Each of the processes, methods, and algorithms described in the preceding sections may be embodied in, and fully or partially automated by, code components executed by one or more computer systems or computer processors comprising computer hardware. The one or more computer systems or computer processors may also operate to support performance of the relevant operations in a “cloud computing” environment or as a “software as a service” (SaaS). The processes and algorithms may be implemented partially or wholly in application-specific circuitry. The various features and processes described above may be used independently of one another, or may be combined in various ways. Different combinations and sub-combinations are intended to fall within the scope of this disclosure, and certain method or process blocks may be omitted in some implementations. The methods and processes described herein are also not limited to any particular sequence, and the blocks or states relating thereto can be performed in other sequences that are appropriate, or may be performed in parallel, or in some other manner. Blocks or states may be added to or removed from the disclosed example embodiments. The performance of certain of the operations or processes may be distributed among computer systems or computer processors, not only residing within a single machine, but deployed across a number of machines.

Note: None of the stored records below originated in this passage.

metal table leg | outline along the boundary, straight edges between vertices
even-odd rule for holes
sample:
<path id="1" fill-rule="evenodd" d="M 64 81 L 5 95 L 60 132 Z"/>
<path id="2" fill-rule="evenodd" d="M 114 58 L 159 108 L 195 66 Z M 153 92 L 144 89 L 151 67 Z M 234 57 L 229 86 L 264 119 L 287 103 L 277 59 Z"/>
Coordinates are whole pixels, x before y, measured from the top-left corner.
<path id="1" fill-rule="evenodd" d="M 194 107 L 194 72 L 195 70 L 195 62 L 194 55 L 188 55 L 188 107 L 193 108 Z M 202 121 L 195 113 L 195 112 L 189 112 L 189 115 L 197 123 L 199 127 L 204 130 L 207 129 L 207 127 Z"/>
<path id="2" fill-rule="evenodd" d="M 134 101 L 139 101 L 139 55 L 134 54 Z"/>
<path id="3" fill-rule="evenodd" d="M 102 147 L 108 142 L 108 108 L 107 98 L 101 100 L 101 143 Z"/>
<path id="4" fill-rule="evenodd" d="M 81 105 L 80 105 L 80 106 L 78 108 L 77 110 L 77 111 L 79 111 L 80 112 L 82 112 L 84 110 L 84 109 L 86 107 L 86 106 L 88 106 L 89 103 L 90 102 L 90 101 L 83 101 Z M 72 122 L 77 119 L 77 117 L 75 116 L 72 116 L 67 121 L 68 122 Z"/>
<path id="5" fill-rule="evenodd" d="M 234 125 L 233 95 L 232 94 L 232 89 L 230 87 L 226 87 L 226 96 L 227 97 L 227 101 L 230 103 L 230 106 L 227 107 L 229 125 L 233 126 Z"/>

While the specification includes examples, the disclosure's scope is indicated by the following claims. Furthermore, while the specification has been described in language specific to structural features and/or methodological acts, the claims are not limited to the features or acts described above. Rather, the specific features and acts described above are disclosed as examples for embodiments of the disclosure.

Insofar as the description above and the accompanying drawing disclose any additional subject matter that is not within the scope of the claims below, the disclosures are not dedicated to the public and the right to file one or more applications to claims such additional disclosures is reserved.

Benefits, other advantages, and solutions to problems have been described above with regard to specific embodiments. However, the benefits, advantages, solutions to problems, and any feature(s) that may cause any benefit, advantage, or solution to occur or become more pronounced are not to be construed as a critical, required, or essential feature of any or all the claims. Moreover, the particular embodiments disclosed above are illustrative only, as the disclosed subject matter may be modified and practiced in different but equivalent manners apparent to those skilled in the art having the benefit of the teachings herein. No limitations are intended to the details of construction or design herein shown, other than as described in the claims below. It is therefore evident that the particular embodiments disclosed above may be altered or modified and all such variations are considered within the scope of the disclosed subject matter. Accordingly, the protection sought herein is as set forth in the claims below.